To miał być wyjątkowo ważny mecz dla Napoli, które po remisie Interu w weekend mogło odrobić dwa punkty i poprawić swoje notowania w walce o Scudetto. Bologna szukała z kolei okazji, by skorzystać z wpadek Atalanty i wskoczyć na podium.
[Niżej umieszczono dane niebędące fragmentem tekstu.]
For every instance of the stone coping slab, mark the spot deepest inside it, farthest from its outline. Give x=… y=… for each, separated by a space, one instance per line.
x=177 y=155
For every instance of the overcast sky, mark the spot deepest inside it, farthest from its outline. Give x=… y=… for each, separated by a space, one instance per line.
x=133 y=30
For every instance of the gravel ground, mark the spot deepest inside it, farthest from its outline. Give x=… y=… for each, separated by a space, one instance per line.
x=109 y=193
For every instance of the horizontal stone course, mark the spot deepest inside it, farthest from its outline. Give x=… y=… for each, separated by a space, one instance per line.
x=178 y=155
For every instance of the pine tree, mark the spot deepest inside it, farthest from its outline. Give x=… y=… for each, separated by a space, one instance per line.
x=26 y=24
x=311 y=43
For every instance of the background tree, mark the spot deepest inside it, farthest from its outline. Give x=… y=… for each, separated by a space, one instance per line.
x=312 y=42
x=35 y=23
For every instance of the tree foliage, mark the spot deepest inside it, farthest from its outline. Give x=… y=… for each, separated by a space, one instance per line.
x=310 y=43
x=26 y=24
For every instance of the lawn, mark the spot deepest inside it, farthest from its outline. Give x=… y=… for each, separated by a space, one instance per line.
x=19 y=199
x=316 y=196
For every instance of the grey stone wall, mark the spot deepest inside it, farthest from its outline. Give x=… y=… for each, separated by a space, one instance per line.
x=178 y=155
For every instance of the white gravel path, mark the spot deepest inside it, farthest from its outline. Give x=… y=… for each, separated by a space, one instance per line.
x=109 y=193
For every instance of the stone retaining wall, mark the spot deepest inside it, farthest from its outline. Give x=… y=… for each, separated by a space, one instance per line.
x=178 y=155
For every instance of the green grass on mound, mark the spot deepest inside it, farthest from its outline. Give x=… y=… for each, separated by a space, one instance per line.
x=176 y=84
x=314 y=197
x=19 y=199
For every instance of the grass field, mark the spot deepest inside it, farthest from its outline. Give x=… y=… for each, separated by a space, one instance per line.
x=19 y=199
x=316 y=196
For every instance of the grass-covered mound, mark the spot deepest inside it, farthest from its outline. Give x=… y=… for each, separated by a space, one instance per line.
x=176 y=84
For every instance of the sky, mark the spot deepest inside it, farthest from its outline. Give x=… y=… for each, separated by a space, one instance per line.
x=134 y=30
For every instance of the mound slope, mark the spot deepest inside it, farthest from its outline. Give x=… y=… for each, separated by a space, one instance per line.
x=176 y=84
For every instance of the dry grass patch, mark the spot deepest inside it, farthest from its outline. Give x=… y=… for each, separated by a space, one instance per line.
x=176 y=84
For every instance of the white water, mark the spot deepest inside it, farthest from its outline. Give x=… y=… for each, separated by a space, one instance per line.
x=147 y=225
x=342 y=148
Sprawdź szczegóły meczu Bologna - Napoli
Piękny rajd Anguissy i uraz Skorupskiego
Pierwszy krok w tym kierunku udało się zadać po kwadransie, gdy w 18. minucie akcja spod własnej bramki skończyła się widowiskowym rajdem Anguissy. Kameruńczyk imponująco przeszedł przez formacje Bologny, a wychodzącego z bramki Skorupskiego minął o centymetry, by wbić piłkę do bramki.
Gospodarze na Stadio Renato Dall’Ara stracili nie tylko gola, ponieważ moment później polski golkiper zaczął sygnalizować konieczność zmiany i w 25. minucie zszedł z boiska, wyraźnie kulejąc na jedną nogę. W jego miejsce wszedł Federico Ravaglia, który ostatnie sześć spotkań oglądał z ławki.
Bologna nie odrobiła straty do przerwy
Napoli miało kluczową przewagę, ale rezerwowy bramkarz szybko zaczął pokazywać, że w bramce Bologny jakość pozostaje na najwyższym poziomie. Dzięki niemu Azzurri nie powiększyli prowadzenia do przerwy, choćby przy świetnym strzale McTominaya w 33. minucie czy próbie Politano z 41. minuty, gdy napastnik był przekonany, że minął już golkipera. Zupełnie inne problemy były za to po drugiej stronie boiska – tam Bologna nie miała kompletnie wykończenia i najbliżej gola był w ostatnich sekundach doliczonego czasu Michel Aebischer, który był bliski wkręcenia piłki w okienko.
Napoli zostawiło ambicje w szatni?
Zgodnie z oczekiwaniami Rossoblu od początku drugiej połowy ruszyli w poszukiwaniu wyrównującego gola i w 49. minucie padł pierwszy celny strzał – wprost w rękawice Scuffeta. Gospodarze się nie zrażali i na dobre zadomowili się na połowie Napoli, przeplatając stałe fragmenty z akcjami. Długo nie szło, ale wreszcie nieuniknione trafienie weszło, do tego wyjątkowo okazale: w 64. minucie Jens Odgaard dograł przed bramkę z lewej krawędzi pola karnego, a Dan Ndoye trącił piłkę piętą, nadając jej rotacji kluczowej dla sukcesu. Strzał poszedł bowiem w poprzeczkę, piłka wróciła przed linię, ale dzięki ciągłym obrotom „sama” przekroczyła linię bramkową.
Bologna nie zamierzała poprzestać na remisie i gnębiła Azzurrich nieustannie, przy gromkich śpiewach trybun. U wejścia w ostatnie 10 minut Napoli miało kompletne zero (od przerwy) po stronie strzałów, choćby na wiwat. Ich podania na połowie Bologny dało się zliczyć na palcach, a piłkarze wyglądali na bliskich wycieńczenia. Posiadanie piłki Rossoblu dobijało do 70 procent, a gdy kolejny rzut rożny w 90. minucie skończył się paradą Scuffeta, piłka spadła pod nogi Santiago Castro na dalszym słupku. Tylko on wie, jak nie strzelił wtedy gola. W rewanżu to Napoli miało nieoczekiwaną sytuację z rzutu wolnego. Ravaglia wypluł piłkę, lecz Rrahmani nie wykorzystał okazji.
Ani Napoli, ani Bologna nie zdołała wygrać tego meczu. Na szczycie Serie A utrzymało się zatem status quo. Napoli traci trzy oczka do Interu, Bologna nie zdołała wyprzedzić Atalanty.